Rev. Mark Statler, director of Leadership Excellence, was the preacher for the service.
Statler opened with the scripture of 1 Samuel 16: 4-13, in which David was being commissioned in a sense. Statler reminded those about to be commissioned that David was fighting a giant one chapter later. But he also reminded them that David’s anointing was to be a monarch and that was not what they were gathered for there today.
Statler asked those about to be commissioned if a former version of themselves would be surprised to see them there today. They all raised their hands in the affirmative. He then asked the small group of friends and family at the church how many of them would have been surprised in the past if they were told the people there that day would be commissioned. Less than half raised their hands.
“Some of them saw something in you that you didn’t see in yourselves,” Statler said. “God saw something in David that other people didn’t see. God sees something in us.”
Before being commissioned, a candidate must have a bachelor’s degree and be at least halfway through the completion of a masters’ degree from a United Methodist seminary or a seminary approved by the United Methodist Senate. After being commissioned, The United Methodist Church requires a provisional period of at least two years before ordination.
These commissioned persons serve under appointment by the bishop during this time and learn and grow as residents in ministry as they prepare for ordination. Along the way, there are many letters of recommendation and interviews to continue to move forward in the process.
Statler reminded the audience that just as David had his up and downs after being anointed, the commissioners also shouldn't expect an easy path.

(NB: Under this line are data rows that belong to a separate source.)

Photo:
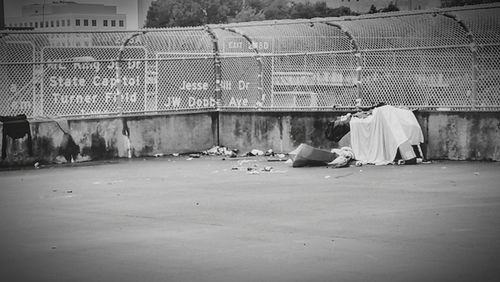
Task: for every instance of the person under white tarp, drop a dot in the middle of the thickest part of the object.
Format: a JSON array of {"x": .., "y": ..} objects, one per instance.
[{"x": 377, "y": 137}]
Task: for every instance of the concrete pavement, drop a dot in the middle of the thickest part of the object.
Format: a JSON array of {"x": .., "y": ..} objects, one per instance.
[{"x": 208, "y": 219}]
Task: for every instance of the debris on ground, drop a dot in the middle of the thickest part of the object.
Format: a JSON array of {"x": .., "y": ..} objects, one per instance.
[{"x": 221, "y": 151}]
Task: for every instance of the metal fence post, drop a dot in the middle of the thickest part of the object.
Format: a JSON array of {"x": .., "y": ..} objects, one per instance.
[
  {"x": 473, "y": 49},
  {"x": 125, "y": 129},
  {"x": 359, "y": 60}
]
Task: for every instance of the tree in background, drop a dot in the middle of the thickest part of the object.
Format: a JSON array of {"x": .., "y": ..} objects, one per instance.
[
  {"x": 390, "y": 8},
  {"x": 170, "y": 13},
  {"x": 453, "y": 3}
]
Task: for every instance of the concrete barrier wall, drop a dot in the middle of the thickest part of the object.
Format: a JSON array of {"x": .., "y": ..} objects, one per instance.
[{"x": 448, "y": 135}]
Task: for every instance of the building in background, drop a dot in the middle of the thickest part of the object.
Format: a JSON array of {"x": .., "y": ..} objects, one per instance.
[
  {"x": 68, "y": 16},
  {"x": 142, "y": 11}
]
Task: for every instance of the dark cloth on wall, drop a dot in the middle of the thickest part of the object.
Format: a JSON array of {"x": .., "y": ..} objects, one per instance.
[
  {"x": 15, "y": 127},
  {"x": 337, "y": 129}
]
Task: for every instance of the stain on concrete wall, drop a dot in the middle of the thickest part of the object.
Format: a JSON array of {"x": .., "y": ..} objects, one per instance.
[
  {"x": 463, "y": 136},
  {"x": 448, "y": 135}
]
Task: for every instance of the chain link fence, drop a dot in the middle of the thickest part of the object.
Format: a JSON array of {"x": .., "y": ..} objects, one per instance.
[{"x": 437, "y": 59}]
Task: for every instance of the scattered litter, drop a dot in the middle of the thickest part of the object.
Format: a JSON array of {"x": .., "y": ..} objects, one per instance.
[
  {"x": 269, "y": 153},
  {"x": 256, "y": 152},
  {"x": 268, "y": 168},
  {"x": 218, "y": 151}
]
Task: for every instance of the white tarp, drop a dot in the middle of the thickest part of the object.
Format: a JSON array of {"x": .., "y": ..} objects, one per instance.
[{"x": 376, "y": 138}]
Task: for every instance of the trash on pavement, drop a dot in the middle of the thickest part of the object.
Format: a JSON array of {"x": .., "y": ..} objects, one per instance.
[{"x": 306, "y": 155}]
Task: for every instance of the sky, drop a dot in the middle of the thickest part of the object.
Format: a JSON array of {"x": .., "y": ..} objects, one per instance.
[{"x": 129, "y": 7}]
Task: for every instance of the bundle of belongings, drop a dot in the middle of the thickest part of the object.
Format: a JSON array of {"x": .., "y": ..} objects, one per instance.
[
  {"x": 379, "y": 135},
  {"x": 306, "y": 155}
]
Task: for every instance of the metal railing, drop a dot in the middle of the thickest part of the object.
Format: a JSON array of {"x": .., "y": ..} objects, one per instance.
[{"x": 434, "y": 59}]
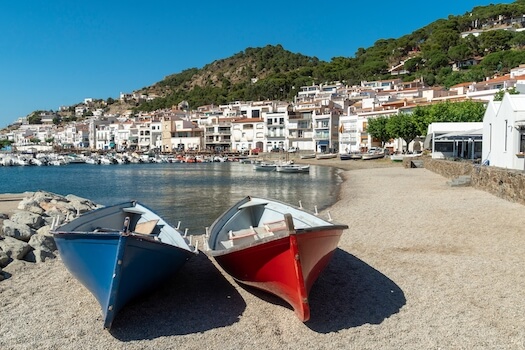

“The deeper you walk into the world that God is asking you to come create, the more significant are the obstacles that you will encounter,” he said. Statler noted that the day is in part about marking a place in life when someone is starting a new life in ministry and advised those being commissioned to not to try to go it alone but to be part of a community. “Stay in love with God,” he said. “This is a spirit journey.”
The people commissioned as provisional elders were Linda Boxler-Wansing, Candace Fowler, Sean McIntyre, Meagan Marie O’Brien, Danielle Quinn, Mary Day Saou and Po’ese Uikelotu Vatikani. William J. Schnackenberg was received as an associate member.